Klamath Basin water wars changed engagement rules

Few articles generate responses like the one about the Klamath water crisis in a recent Western Farm Press edition. Bob Gasser's emotional account of what happened when the federal government cut off water supplies to Klamath Basin farmers two years ago generated requests for posting on other Web sites. It also brought several e-mails offering widely different and emotional viewpoints.

The story was about how farmers say they were betrayed by their government when irrigation water was abruptly cut off at the beginning of the irrigation season, ostensibly to save “endangered” fish; where federal marshals had to guard head gates against the actions of irate farm families; where public protest became the unlikely but desperate tool for typically quiet farmers to create public awareness; where Indians were pitted against non-Indians.
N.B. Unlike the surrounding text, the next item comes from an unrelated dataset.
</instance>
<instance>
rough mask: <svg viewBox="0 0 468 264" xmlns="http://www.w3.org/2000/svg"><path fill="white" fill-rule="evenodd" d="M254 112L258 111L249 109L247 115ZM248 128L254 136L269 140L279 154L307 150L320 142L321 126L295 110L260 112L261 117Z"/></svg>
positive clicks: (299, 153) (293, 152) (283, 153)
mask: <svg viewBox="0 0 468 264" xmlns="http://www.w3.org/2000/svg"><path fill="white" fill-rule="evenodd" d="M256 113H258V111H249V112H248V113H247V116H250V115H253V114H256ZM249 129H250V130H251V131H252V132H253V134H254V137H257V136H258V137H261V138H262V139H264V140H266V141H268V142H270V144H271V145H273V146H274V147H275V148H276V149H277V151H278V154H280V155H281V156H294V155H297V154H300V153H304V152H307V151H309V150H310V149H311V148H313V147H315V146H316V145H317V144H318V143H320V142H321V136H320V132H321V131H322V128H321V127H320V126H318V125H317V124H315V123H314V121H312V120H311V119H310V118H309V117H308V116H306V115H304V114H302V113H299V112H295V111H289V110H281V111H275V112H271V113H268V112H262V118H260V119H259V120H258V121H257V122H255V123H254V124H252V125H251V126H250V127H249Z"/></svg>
It was such an emotional and heated action that Gasser said in hindsight it was fortunate no one was seriously hurt or killed.

It has evolved into one of the most emotion-charged water issues in the long running Western water war saga.

The water is back on in Klamath. However, the crisis has not passed for farmers along the Oregon/California border. Rural life will never be the same in the Klamath Basin. When farmers, townspeople and the agribusiness community slammed down the gauntlet against the federal government, it signaled a new, more highly charged era in the water wars and for the Endangered Species Act.

Klamath was the first volley. The second has been fired at the other end of California in Imperial County, where residents of what the mass media is fond of identifying as the “poorest county in California” has had the audacity to tell the rich folks in Southern California that they are not going to give up their water without a fight — or at least some serious cash and concrete promises that Imperial Valley will not become another Owens Valley.

Farmers in the Palo Verde Valley in nearby Riverside County have said the same thing.

Residents of Imperial and Palo Verde valleys have made it clear they are not willing to sacrifice their futures for thirsty Southern California urban dwellers.

The Klamath crisis may have given Imperial and Palo Verde and others the encouragement to dig in their heels. For certain, what happened in Klamath has sent cold chills down the spines of many farmers who have come to fully realize that what happened in Klamath can happen anywhere at any time with no notice.

There are at least a dozen water/Endangered Species Act/wildlife habit issues on the table in California. Each directly affects farmers and ranchers.

Typically, these issues drag on for years; are subject to many lawsuits and endless hours of meetings to try to reach settlements.

The Klamath water crisis added a most unsettling element to that scenario: The government can also act precipitously to cut off irrigation water to any farmer or region any time it wants.

Klamath farmers knew that was a possibility, but it seemed so unrealistic that they never expected the government to really cut off their water.

Their government did, and it forever changed the rules of the water game in the West.